Rutigliano ricorda San Domenico di Guzman
- Dettagli
- Pubblicato Mercoledì, 04 Agosto 2021 13:37
- Scritto da Sac. Pasquale Pirulli
Nell’ottavo centenario della
sua morte (1221- 6 agosto-2021)
Sac. Pasquale Pirulli
Il 6 agosto 1221, quando la Chiesa celebra la Trasfigurazione del Signore Gesù, nel convento di Bologna chiudeva la sua laboriosa giornata nella vigna terrena Fr. Domenico di Guzman, che era nato il 24 giugno 1170 a Calaruega da Felice e Giovanna d’Aza. Papa Francesco ha indetto per l’Ordine domenicano e tutta la Chiesa un anno giubilare per ricordare questa fausta ricorrenza otto volte centenaria.

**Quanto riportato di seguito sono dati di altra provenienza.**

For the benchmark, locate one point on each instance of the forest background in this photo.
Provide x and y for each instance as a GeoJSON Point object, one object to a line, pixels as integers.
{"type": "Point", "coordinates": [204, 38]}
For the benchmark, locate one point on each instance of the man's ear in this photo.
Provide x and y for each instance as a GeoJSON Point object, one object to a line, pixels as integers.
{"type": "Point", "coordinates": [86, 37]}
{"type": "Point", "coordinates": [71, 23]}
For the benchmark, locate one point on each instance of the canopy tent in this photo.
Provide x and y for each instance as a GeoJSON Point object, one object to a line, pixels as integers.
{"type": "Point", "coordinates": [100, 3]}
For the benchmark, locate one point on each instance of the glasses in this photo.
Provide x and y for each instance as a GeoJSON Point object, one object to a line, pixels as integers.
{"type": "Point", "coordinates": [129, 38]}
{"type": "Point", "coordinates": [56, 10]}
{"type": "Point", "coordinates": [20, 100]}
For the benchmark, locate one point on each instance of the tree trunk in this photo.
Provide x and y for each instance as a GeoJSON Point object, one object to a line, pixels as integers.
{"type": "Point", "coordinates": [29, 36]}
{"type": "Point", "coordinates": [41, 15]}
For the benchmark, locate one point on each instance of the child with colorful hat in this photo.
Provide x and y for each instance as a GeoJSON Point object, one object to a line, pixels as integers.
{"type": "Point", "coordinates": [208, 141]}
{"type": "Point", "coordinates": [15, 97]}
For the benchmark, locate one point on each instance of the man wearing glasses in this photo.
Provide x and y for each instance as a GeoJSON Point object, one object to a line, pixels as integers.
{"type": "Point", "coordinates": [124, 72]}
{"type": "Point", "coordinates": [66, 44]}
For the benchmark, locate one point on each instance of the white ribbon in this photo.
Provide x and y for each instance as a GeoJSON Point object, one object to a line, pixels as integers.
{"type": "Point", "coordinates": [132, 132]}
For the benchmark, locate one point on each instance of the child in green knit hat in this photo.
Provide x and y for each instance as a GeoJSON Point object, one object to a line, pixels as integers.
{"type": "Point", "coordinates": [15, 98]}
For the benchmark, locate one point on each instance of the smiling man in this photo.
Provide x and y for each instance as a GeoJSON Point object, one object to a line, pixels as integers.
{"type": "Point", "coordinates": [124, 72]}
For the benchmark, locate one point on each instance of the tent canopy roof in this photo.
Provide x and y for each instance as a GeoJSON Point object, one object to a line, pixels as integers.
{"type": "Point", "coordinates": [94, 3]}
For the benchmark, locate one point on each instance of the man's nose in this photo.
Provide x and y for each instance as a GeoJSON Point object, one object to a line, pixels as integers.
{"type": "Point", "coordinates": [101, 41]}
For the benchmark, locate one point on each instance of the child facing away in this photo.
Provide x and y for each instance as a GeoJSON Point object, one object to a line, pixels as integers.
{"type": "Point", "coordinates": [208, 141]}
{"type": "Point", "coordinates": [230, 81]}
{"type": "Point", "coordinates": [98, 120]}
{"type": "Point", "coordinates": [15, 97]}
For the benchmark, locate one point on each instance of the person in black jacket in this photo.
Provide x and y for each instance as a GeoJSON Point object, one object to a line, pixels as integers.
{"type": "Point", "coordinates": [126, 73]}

La presenza dei suoi religiosi, chiamati frati predicatori, a Rutigliano incomincia verso l’anno 1556 quando , secondo un atto notarile, ”in loco de Santo Giovanni Laterano…al confine li muri della chiesa di detto San Giovanni, al presente convento di San Domenico (siamo agli inizi del 600)… confine la via pubblica che si va da Rutigliano in Noia”. La chiesa di San Domenico viene costruita in seguito e nell’anno 1609 viene consacrata nel 1609 dal vescovo di Polignano Giovanni Maria de Guanzellis. Il capitano Francesco Scivarra il 9 agosto 1610, nel suo testamento, vi fonda un monte di maritaggi per fanciulle povere con un primo lascito di ducati seimila e con un secondo di ducati settecento “a conditione che li frati di detto convento abbiano da maritare due figliole di detta terrtra ogni anno”.
Lo stato d’anime dell’anno 1746 ci informa della comunità domenicana di Rutigliano è formata da sei padri, quattro fratelli conversi e un novizio:
1. P. Fr. BENEDETTO STEFANELLI priore 2. P. Fr. TOMASO RUSSO 3. P. Fr. ALBERTO de LAURENTIIS 4. P. Fr. DOMENICO QUATTRORECCHI 5. P. Fr. GIUSEPPE CAPUTI 6. P. Fr. TOMASO TASSELLI 7. Conv. Fr. BENEDETTO POLI 8. Conv. Fr. NICOLO’ MIGLIO 9. Conv. Fr. VINCENZO PATRUNO 10. Conv. Fr. NATALE COLAMUSSI 11. Nov. GIUSEPPE CRISTINO
La chiesa del convento è arricchita verso l’anno 1636 dalla cappella gentilizia della famiglia Gil-Costanzo, dedicata alla Madonna del Rosario e poi dalla cappella di San Vito per la munificenza della famiglia Pappalepore che la sceglie come suo sepolcreto.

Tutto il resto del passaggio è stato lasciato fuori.